Rather than relying on centralized data collection pipelines, the network coordinates individuals to complete structured tasks using mobile devices, with optional hardware for higher fidelity capture. This allows data generation to scale across environments, geographies, and real-world conditions that are difficult to replicate in controlled settings.

**Consensual and Verifiable Data**

All data within MindGrid is generated through explicit participation.

Contributors opt into tasks, create data intentionally, and submit it directly through the platform. Each dataset is linked to a clear origin, validation process, and acceptance criteria, ensuring traceability and alignment with emerging standards around data rights and ethical sourcing.

**On-Demand Data Supply**

Enterprises can request and fund data collection through targeted campaigns.

Instead of relying on static datasets, companies can define specific requirements and generate data on demand. This creates a flexible system where supply dynamically responds to real-world demand, enabling faster iteration and more relevant datasets.

**Incentive-Aligned Participation**

MindGrid aligns incentives across all participants in the network.

Contributors are rewarded based on the quality of their submissions. Enterprises gain access to scalable, high-quality data. Token holders participate in the economic activity of the network. This structure ensures that value flows to participants based on measurable contribution and usage.

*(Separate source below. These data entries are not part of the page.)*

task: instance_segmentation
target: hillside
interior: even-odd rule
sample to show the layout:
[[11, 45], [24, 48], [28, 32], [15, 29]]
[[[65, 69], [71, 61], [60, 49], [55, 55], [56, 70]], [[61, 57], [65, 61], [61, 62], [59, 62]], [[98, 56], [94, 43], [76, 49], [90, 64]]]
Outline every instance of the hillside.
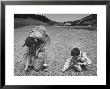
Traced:
[[46, 23], [35, 19], [21, 19], [21, 18], [14, 19], [14, 28], [28, 25], [46, 25]]
[[88, 26], [88, 25], [92, 25], [92, 26], [96, 26], [97, 25], [97, 14], [91, 14], [87, 17], [82, 18], [77, 25], [84, 25], [84, 26]]

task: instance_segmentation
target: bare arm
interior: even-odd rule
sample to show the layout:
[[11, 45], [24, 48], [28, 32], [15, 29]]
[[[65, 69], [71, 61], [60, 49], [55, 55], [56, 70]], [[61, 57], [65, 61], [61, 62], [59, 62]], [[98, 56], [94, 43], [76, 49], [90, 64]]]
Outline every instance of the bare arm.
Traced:
[[72, 57], [70, 57], [69, 59], [67, 59], [67, 61], [64, 64], [64, 67], [62, 69], [62, 72], [65, 72], [69, 68], [70, 63], [71, 63], [71, 59], [72, 59]]

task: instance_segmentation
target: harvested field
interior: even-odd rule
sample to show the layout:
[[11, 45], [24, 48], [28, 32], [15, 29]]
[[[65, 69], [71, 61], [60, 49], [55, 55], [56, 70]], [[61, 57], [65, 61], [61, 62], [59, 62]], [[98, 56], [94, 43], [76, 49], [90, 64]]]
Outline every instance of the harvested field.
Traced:
[[[15, 76], [97, 76], [97, 31], [85, 29], [74, 29], [72, 27], [48, 26], [50, 45], [47, 48], [49, 67], [46, 71], [29, 70], [24, 71], [23, 54], [26, 47], [22, 47], [25, 38], [33, 25], [16, 28], [14, 30], [14, 75]], [[67, 58], [70, 57], [72, 48], [78, 47], [81, 51], [87, 52], [92, 60], [89, 70], [75, 72], [72, 69], [61, 72]]]

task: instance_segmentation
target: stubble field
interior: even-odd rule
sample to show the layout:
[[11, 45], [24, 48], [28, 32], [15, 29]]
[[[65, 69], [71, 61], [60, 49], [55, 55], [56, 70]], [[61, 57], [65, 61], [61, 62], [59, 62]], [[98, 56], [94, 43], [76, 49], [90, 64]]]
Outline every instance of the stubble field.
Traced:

**Access-Based Network Design**

Participation within the network is not uniform.

Access to higher-value tasks, more complex data requests, and premium campaigns is influenced by contributor quality and network alignment, including $MIND participation. This creates a system where contributors are incentivized to build reputation, improve quality, and deepen engagement over time.

**A Network That Improves With Scale**

MindGrid is designed to strengthen as it grows.

As more contributors participate, data diversity increases. As more enterprises use the network, demand expands. As more data is generated and validated, quality improves. These dynamics create reinforcing feedback loops that increase the network’s value over time.